🤖 AI Summary
Long-form video understanding is hindered by the limited context window of multimodal large language models, where dense visual streams often saturate token budgets and lead to critical information loss. To address this, this work proposes Tempo, a framework that employs a compact vision-language model as a local temporal compressor, generating concise, query-aligned video representations in a single forward pass via query-aware cross-modal distillation. Tempo further introduces an untrained Adaptive Token Allocation (ATA) mechanism that dynamically allocates bandwidth based on zero-shot semantic relevance, prioritizing query-related segments while preserving global narrative coherence through minimal anchor points. Evaluated on LVBench—a 4101-second benchmark—Tempo achieves 52.3 points using only 8K visual tokens, surpassing GPT-4o and Gemini 1.5 Pro; performance further improves to 53.7 points when scaled to 2048 frames, substantially exceeding existing theoretical limits for long-video compression.
📝 Abstract
Adapting Multimodal Large Language Models (MLLMs) for hour-long videos is bottlenecked by context limits. Dense visual streams saturate token budgets and exacerbate the lost-in-the-middle phenomenon. Existing heuristics, like sparse sampling or uniform pooling, blindly sacrifice fidelity by discarding decisive moments and wasting bandwidth on irrelevant backgrounds. We propose Tempo, an efficient query-aware framework compressing long videos for downstream understanding.

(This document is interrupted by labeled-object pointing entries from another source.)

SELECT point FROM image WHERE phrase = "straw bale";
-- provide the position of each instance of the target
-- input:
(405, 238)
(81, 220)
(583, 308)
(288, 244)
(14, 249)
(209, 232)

Tempo leverages a Small Vision-Language Model (SVLM) as a local temporal compressor, casting token reduction as an early cross-modal distillation process to generate compact, intent-aligned representations in a single forward pass. To enforce strict budgets without breaking causality, we introduce Adaptive Token Allocation (ATA). Exploiting the SVLM's zero-shot relevance prior and semantic front-loading, ATA acts as a training-free $O(1)$ dynamic router. It allocates dense bandwidth to query-critical segments while compressing redundancies into minimal temporal anchors to maintain the global storyline. Extensive experiments show our 6B architecture achieves state-of-the-art performance with aggressive dynamic compression (0.5-16 tokens/frame). On the extreme-long LVBench (4101s), Tempo scores 52.3 under a strict 8K visual budget, outperforming GPT-4o and Gemini 1.5 Pro. Scaling to 2048 frames reaches 53.7. Crucially, Tempo compresses hour-long videos substantially below theoretical limits, proving true long-form video understanding relies on intent-driven efficiency rather than greedily padded context windows.